El ocaso de los grillos

Las actitudes humanas encuentran el caldo de cultivo para ser precisamente humanas

José Luis Masegosa
09:00 • 17 oct. 2022

Cuando la tarde perecía, ayer, anodina y huidiza, descubrí una pareja de vencejos perezosos que volaba a gran altura, tal vez para alejarse de la crispación terrena. Bajo su vuelo, encontré a cientos de golondrinas que santiguaban el cielo de mi pueblo con ardiente fervor, en tanto que los atardeceres, como el de ayer mismo, mueren, prematuramente, en una veloz carrera tras los crepúsculos rojizos que apremian hacia los desconocidos laberintos de la noche. Las calles son ahora menos calles, en donde mis vecinos apuran su tránsito final de unas jornadas que saben a viña, a almendra, granada e higos. Si la primavera despierta los sentidos, este tiempo lánguido los demuda, de tal suerte que, como los vencejos vespertinos, ascienden a las más altas cotas de nuestro ser para eludir el tsunami de melancolía que cada octubre inunda los más recónditos lugares de la existencia humana.



Media octubre en este templado lunes, prieto de incertidumbres y temores. A estas alturas, el calendario juega al escondite con el ser humano, de tal guisa que nadie tiene conciencia del mes en que sobrevive, pues aunque el verano meteorológico cayó en la sala de espera de este veroño, el paisaje humano de nuestras calles se viste con atuendos estivales que aún se resisten a su anual cita con la hibernación perfumada de laurel y alcanfor. No obstante, en el litoral, la bajamar parece más bajamar porque las arenas acusan –no del todo- la orfandad de quitasoles, tumbonas y bronceados. El éxodo del final de temporada mermó la demografía de nuestras costas, donde las playas fueron solaz de descanso, escenario de asueto y paraíso de sueños, unos sueños que jamás pudieron albergar, entonces, la incierta realidad que ahora nos acoge.

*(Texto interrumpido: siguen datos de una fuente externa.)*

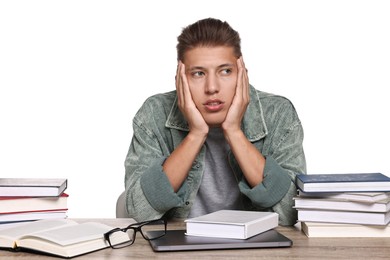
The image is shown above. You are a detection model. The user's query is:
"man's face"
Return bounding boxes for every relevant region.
[183,46,238,127]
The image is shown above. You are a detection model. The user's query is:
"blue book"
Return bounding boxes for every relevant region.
[296,173,390,193]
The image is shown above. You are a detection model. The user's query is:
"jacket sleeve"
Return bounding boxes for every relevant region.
[239,100,306,226]
[124,104,188,222]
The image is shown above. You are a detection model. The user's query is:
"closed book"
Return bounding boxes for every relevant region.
[185,210,279,239]
[0,210,67,223]
[296,173,390,193]
[297,209,390,225]
[297,190,390,203]
[0,193,68,214]
[0,178,67,197]
[301,222,390,237]
[0,219,130,258]
[294,197,390,212]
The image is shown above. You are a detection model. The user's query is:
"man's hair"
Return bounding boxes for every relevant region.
[176,18,242,61]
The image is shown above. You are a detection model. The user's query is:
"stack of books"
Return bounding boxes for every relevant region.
[294,173,390,237]
[0,178,68,225]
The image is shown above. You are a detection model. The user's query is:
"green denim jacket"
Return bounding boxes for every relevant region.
[124,85,306,226]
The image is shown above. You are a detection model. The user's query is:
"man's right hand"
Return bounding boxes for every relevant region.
[176,61,209,137]
[162,62,209,192]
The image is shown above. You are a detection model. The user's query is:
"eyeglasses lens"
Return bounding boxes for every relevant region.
[109,229,135,248]
[141,219,166,239]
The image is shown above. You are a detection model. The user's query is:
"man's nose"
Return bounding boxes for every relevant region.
[205,75,219,94]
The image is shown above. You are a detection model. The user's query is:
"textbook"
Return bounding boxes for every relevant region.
[0,219,129,258]
[185,210,279,239]
[0,193,68,214]
[296,173,390,193]
[301,222,390,237]
[297,190,390,203]
[0,178,67,197]
[297,208,390,225]
[294,197,390,212]
[0,210,67,223]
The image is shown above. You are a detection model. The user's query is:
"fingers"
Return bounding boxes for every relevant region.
[241,57,249,101]
[180,62,192,101]
[176,61,193,110]
[176,61,185,106]
[236,57,249,103]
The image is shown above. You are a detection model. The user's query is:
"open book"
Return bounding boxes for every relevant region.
[0,219,129,258]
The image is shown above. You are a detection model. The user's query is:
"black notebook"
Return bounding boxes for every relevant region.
[146,229,292,252]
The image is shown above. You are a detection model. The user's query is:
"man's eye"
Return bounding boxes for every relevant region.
[221,69,232,75]
[192,71,205,77]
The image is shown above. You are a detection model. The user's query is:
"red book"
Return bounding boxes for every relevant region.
[0,193,68,214]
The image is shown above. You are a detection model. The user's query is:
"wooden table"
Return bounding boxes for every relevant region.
[1,218,389,259]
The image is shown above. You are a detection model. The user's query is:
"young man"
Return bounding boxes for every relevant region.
[124,18,306,226]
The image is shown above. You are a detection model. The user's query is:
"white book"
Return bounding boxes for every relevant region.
[294,197,390,212]
[297,190,390,203]
[301,222,390,237]
[0,178,67,197]
[185,210,279,239]
[0,210,67,223]
[0,219,129,258]
[297,209,390,225]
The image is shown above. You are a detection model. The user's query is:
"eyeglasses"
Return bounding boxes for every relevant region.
[104,218,167,249]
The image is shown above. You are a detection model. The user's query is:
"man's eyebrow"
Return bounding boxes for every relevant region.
[218,63,235,68]
[188,66,205,71]
[188,63,235,71]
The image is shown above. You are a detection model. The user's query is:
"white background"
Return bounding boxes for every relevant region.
[1,1,389,218]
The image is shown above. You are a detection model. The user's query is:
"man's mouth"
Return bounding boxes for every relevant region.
[206,101,222,106]
[203,99,224,112]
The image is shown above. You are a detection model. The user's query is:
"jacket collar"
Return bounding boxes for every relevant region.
[165,85,268,142]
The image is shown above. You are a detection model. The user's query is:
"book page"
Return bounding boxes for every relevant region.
[18,222,115,246]
[0,219,76,248]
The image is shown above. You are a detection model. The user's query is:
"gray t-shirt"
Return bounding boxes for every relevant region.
[188,128,243,218]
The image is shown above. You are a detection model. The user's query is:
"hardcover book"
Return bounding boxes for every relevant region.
[301,222,390,237]
[0,178,67,197]
[0,193,68,214]
[297,190,390,203]
[0,219,129,258]
[0,210,68,223]
[185,210,279,239]
[294,197,390,212]
[297,208,390,225]
[296,173,390,193]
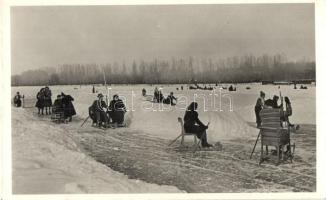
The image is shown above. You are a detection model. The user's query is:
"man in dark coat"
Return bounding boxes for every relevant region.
[108,94,127,125]
[61,92,76,122]
[184,102,212,148]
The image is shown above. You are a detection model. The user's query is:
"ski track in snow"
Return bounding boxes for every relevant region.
[23,107,316,193]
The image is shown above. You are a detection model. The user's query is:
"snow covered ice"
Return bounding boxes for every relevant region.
[11,84,316,193]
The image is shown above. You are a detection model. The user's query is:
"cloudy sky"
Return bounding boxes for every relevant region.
[11,4,315,75]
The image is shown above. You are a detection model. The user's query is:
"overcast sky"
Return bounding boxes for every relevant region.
[11,4,315,75]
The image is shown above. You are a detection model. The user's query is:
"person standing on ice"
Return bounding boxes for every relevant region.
[154,87,159,102]
[142,88,146,96]
[35,88,45,115]
[43,86,52,115]
[281,96,295,127]
[254,91,265,128]
[184,102,212,148]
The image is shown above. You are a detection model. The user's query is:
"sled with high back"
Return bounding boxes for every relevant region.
[168,117,203,152]
[258,108,295,165]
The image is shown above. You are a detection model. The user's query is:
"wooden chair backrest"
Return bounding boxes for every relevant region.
[260,108,282,130]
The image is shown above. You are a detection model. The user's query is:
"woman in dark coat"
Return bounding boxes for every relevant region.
[35,88,45,115]
[61,93,76,122]
[108,94,126,124]
[43,86,52,115]
[184,102,212,148]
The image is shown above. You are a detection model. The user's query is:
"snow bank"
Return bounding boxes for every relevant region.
[11,107,182,194]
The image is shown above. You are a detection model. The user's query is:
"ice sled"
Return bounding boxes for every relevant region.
[258,108,295,165]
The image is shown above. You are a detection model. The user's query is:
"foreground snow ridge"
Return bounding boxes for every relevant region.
[11,108,182,194]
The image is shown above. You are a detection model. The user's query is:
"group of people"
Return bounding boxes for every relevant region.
[52,93,76,122]
[89,93,127,128]
[35,86,53,115]
[153,87,177,105]
[255,91,293,128]
[34,86,76,123]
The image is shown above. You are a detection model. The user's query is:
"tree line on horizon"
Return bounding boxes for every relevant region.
[11,54,315,86]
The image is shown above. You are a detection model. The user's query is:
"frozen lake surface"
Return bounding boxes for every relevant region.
[11,84,316,193]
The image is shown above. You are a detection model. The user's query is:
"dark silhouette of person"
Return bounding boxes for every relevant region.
[35,88,45,115]
[255,91,265,128]
[61,92,76,122]
[13,92,22,107]
[163,92,177,105]
[265,95,283,109]
[108,94,127,125]
[184,102,212,148]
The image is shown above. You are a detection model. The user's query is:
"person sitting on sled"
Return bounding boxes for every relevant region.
[52,94,64,114]
[90,93,109,128]
[108,94,127,126]
[61,92,76,122]
[184,102,212,148]
[265,95,283,109]
[13,92,22,107]
[163,92,177,105]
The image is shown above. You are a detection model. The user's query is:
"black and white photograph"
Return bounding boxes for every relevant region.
[1,1,326,199]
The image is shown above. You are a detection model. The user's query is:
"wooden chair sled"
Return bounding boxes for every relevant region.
[51,111,65,123]
[258,108,295,165]
[169,117,202,152]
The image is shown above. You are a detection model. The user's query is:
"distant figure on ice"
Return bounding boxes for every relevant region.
[61,92,76,122]
[92,85,95,93]
[36,88,45,115]
[163,92,177,106]
[154,87,159,102]
[228,85,236,91]
[181,86,183,90]
[153,87,164,103]
[184,102,212,148]
[43,86,52,115]
[89,93,109,128]
[254,91,265,128]
[142,88,146,96]
[13,92,22,107]
[265,95,283,109]
[109,94,127,126]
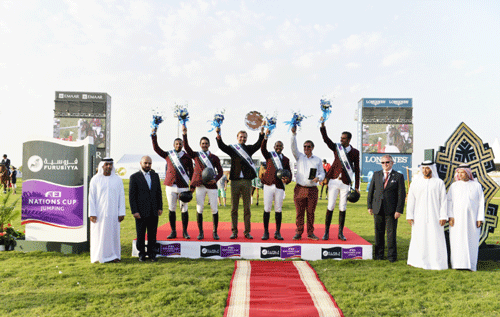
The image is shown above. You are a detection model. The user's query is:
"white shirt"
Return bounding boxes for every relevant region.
[291,134,325,187]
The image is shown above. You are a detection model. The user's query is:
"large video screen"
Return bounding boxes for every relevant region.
[53,117,106,149]
[362,124,413,154]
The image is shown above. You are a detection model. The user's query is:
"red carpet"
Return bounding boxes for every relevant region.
[224,261,344,317]
[155,221,367,245]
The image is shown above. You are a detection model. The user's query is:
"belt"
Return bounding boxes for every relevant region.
[296,184,316,188]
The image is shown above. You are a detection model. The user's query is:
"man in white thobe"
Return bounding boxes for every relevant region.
[406,161,449,270]
[89,158,126,263]
[447,164,485,271]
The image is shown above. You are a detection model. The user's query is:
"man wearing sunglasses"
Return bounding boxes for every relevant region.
[291,126,325,240]
[367,155,406,262]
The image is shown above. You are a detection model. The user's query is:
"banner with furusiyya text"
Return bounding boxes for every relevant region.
[22,138,92,242]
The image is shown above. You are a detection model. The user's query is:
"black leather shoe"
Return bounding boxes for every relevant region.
[230,233,238,239]
[244,233,253,239]
[274,232,284,240]
[292,234,301,240]
[213,231,220,240]
[307,234,319,240]
[183,231,190,239]
[139,255,146,262]
[197,231,204,240]
[322,231,329,240]
[167,231,177,239]
[261,230,269,240]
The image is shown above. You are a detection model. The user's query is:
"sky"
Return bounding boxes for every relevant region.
[1,0,499,171]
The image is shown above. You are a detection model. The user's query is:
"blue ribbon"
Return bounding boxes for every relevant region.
[151,115,164,136]
[175,108,190,126]
[320,99,332,123]
[208,113,225,132]
[265,116,277,136]
[284,112,306,131]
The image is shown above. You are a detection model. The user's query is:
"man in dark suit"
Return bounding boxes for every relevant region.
[215,125,264,239]
[367,154,406,262]
[129,156,163,262]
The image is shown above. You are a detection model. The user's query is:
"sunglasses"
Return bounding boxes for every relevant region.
[303,145,312,148]
[381,161,392,164]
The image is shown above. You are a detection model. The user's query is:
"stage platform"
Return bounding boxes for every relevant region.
[132,222,373,261]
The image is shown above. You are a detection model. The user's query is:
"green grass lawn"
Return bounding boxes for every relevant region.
[2,180,500,316]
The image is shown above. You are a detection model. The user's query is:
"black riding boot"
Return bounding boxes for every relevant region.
[197,213,204,240]
[167,211,177,239]
[338,211,347,241]
[182,212,190,239]
[262,212,270,240]
[212,213,220,240]
[274,212,283,240]
[322,209,333,240]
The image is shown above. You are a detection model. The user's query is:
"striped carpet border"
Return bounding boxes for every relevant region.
[224,261,343,317]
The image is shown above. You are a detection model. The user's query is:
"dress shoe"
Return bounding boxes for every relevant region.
[244,233,253,239]
[139,255,147,262]
[213,231,220,240]
[322,231,329,240]
[274,232,284,240]
[292,234,301,240]
[261,230,269,240]
[230,233,238,239]
[167,231,177,239]
[307,234,319,240]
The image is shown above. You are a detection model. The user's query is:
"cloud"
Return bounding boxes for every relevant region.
[382,49,410,66]
[342,32,382,51]
[346,62,361,69]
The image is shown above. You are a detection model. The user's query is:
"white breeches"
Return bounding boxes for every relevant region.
[263,184,285,213]
[195,185,218,214]
[327,179,350,211]
[166,185,188,213]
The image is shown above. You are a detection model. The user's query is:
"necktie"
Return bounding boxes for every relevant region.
[384,172,389,188]
[145,172,151,189]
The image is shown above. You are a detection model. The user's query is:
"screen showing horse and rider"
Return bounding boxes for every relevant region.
[53,117,106,149]
[362,123,413,154]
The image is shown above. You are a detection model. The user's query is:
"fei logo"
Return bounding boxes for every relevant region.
[45,191,62,198]
[27,155,43,172]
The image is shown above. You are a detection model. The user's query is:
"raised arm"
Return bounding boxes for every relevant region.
[151,134,168,159]
[215,127,231,155]
[261,135,270,159]
[320,125,338,153]
[248,128,265,155]
[290,129,300,160]
[182,126,195,159]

El coronavirus se llevó mucho de nosotros. Dilapidó dos calendarios con sus dos primaveras, con cuanto ello entraña en esta tierra del Sur; esas primaveras cuya luz encandila y puede ser gozo de cualquiera, lo que no sucede con la estación más secreta y misteriosa que nos acoge, ésa que ahora deberíamos gozar, pero que sin motivo ni razón la han secuestrado. Acaso es que su tenue luz, menos agresiva, más tamizada, moleste al secuestrador –cambio climático- que nos la ha arrebatado, al menos por ahora, pues tampoco tenemos noticias de si vendrá o pasará de largo por sus días cortos y sus naturales meses, a pesar del paulatino llanto que ya experimentan los árboles caducos, cuyas doradas hojas –en menor cantidad que otros años- alfombran la piel terráquea que nos sostiene. Y es que, a pesar de este falso estío, el ecuador de octubre ha comenzado a desnudar impúdicamente a los árboles que nos acompañan, en tanto que los tapices amarillentos del campo compiten a destajo. Acaso la manifestación más perceptible del alfa otoñal la encontremos en la aminorada estridulación de los grillos, cuyo cri-cri-cri ya no acompaña con igual intensidad que en las noches estivales, plenas de reclamos y apareamientos. Y donde el otoño sí está presente es en los templos vivos de la vida, que cada día es menos vida, y donde un gesto, por pequeño que sea, una leve sonrisa o un minuto de oído adquieren un precio impagable que supera cualquier bien material. En estos escenarios, donde el otoño es más otoño, las actitudes humanas encuentran el caldo de cultivo para ser precisamente humanas. Como los grillos en su caminar hacia el ocaso de la hibernación bajo las piedras, los humanos viven su otoño en las antesalas del último peldaño. Son los otoños de la vida.